1990: Dat zijn maar woorden, maar in de jaren ’90 verandert die Koude Oorlog in openlijke, verhitte vijandigheid. De haat komt van beide kanten. In Israël is Yitzhak Rabin minister-president. In 1987 had deze zelfde Rabin Iran nog ‘Israëls beste vriend’ genoemd, maar in 1995 is Iran het land dat terroristen steunt en de vrede in het Midden-Oosten in de weg staat. ‘De islamitische wereld, gesteund door Iran, is het grootste gevaar voor stabiliteit, rust en vrede in het Midden-Oosten.’

1990: de periode rond 1990 is cruciaal voor de verhoudingen in het Midden-Oosten. In 1989 valt de Berlijnse Muur, het IJzeren Gordijn verdwijnt en binnen enkele jaren is de grote Sovjet-Unie uit elkaar gevallen. Daarmee is de wereld een grootmacht kwijt, die sinds de Tweede Wereldoorlog ook zijn stempel had gedrukt op het Midden-Oosten. Bovendien vindt in 1990-’91 ook de eerste Golfoorlog plaats. Irak en Saddam Hussein zijn de grote verliezers, die na die oorlog geen rol van betekenis meer zullen spelen in de regio. De macht komt in handen van Israël en Iran, die elkaar te vuur en te zwaard bestrijden.

Iraniërs demonstreren tegen Israël en de VS in Teheran, maart 2000.Beeld Getty

1985-heden: Iran begint een nucleair programma dat volgens Israël zal leiden tot de ontwikkeling van een Iraanse atoombom. De Israëlische premier Menachem Begin bedenkt de doctrine, dat een aanval gerechtvaardigd is als die gericht is tegen de ontwikkeling van massavernietigingswapens door een potentiële vijand. Israël voert clandestiene acties uit in Iran, en wordt beschuldigd achter anti-Iraanse moorden en bomaanslagen te zitten. Iran zou zelf achter twee grote aanslagen in Buenos Aires zitten, in 1992 en 1994. Het land financiert bovendien islamitische strijdgroepen als Hamas en de Palestijnse Islamitische Jihad in Libanon en Gaza, en de Houthi’s in Jemen die Israël hebben aangevallen.

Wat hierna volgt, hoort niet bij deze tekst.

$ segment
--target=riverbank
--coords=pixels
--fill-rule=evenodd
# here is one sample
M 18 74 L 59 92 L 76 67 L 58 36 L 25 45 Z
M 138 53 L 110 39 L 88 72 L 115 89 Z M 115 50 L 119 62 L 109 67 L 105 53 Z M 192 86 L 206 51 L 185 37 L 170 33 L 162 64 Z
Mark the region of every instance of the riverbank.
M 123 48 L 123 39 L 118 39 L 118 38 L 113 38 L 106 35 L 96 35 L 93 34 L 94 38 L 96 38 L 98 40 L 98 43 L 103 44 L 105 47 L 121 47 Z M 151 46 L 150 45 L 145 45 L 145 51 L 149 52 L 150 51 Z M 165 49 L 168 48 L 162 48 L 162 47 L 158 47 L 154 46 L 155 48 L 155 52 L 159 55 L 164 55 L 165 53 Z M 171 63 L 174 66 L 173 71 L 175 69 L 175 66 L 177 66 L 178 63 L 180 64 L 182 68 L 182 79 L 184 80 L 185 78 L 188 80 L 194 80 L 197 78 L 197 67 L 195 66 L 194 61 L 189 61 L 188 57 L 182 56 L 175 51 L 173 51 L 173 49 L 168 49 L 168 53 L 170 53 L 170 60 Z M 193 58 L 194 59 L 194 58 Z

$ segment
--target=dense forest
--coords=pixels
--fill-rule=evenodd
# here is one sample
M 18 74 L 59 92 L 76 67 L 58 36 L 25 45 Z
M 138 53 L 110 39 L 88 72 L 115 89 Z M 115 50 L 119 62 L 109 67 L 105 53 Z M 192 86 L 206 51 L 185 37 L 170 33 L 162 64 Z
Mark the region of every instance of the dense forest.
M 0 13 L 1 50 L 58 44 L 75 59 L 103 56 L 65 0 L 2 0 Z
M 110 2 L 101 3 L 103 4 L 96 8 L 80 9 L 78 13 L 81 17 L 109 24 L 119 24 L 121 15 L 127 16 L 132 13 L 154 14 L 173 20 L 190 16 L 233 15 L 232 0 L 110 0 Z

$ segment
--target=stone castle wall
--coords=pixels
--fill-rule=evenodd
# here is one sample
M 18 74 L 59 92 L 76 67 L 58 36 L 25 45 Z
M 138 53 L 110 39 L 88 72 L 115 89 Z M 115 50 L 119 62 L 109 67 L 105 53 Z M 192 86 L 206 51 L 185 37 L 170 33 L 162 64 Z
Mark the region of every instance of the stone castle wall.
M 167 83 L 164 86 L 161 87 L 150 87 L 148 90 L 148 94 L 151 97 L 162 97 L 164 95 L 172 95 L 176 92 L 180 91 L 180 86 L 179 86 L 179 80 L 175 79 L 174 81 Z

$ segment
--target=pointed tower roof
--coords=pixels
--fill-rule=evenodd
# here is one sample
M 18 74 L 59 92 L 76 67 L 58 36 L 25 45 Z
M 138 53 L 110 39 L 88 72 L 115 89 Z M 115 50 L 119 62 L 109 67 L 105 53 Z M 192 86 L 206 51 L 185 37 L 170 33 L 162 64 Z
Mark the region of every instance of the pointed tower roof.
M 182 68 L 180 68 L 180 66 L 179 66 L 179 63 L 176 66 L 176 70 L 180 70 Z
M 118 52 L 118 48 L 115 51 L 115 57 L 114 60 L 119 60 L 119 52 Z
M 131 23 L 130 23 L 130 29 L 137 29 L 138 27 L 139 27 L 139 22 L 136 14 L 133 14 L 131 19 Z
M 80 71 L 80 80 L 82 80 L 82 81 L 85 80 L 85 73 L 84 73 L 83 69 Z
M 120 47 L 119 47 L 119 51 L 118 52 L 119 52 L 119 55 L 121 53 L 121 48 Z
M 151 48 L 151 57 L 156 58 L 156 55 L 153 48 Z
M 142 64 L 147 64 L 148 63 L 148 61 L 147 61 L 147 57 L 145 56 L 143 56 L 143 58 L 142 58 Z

Ook Hezbollah in Libanon staat op de Iraanse loonlijst.

Tussen Israël en Iran woedt zo al tientallen jaren een ‘proxyoorlog’. Beide landen vechten daarin niet rechtstreeks met elkaar, maar ze stoken andermans oorlogen op, steunen strijdgroepen, voeren anonieme cyberaanvallen uit, of ze bestrijden elkaar met sancties en met woorden.

Met het Israëlische bombardement op de Iraanse ambassade in Damascus, en de Iraanse vergeldingsaanval op Israël, lijken beide landen nu een stap verder te willen gaan.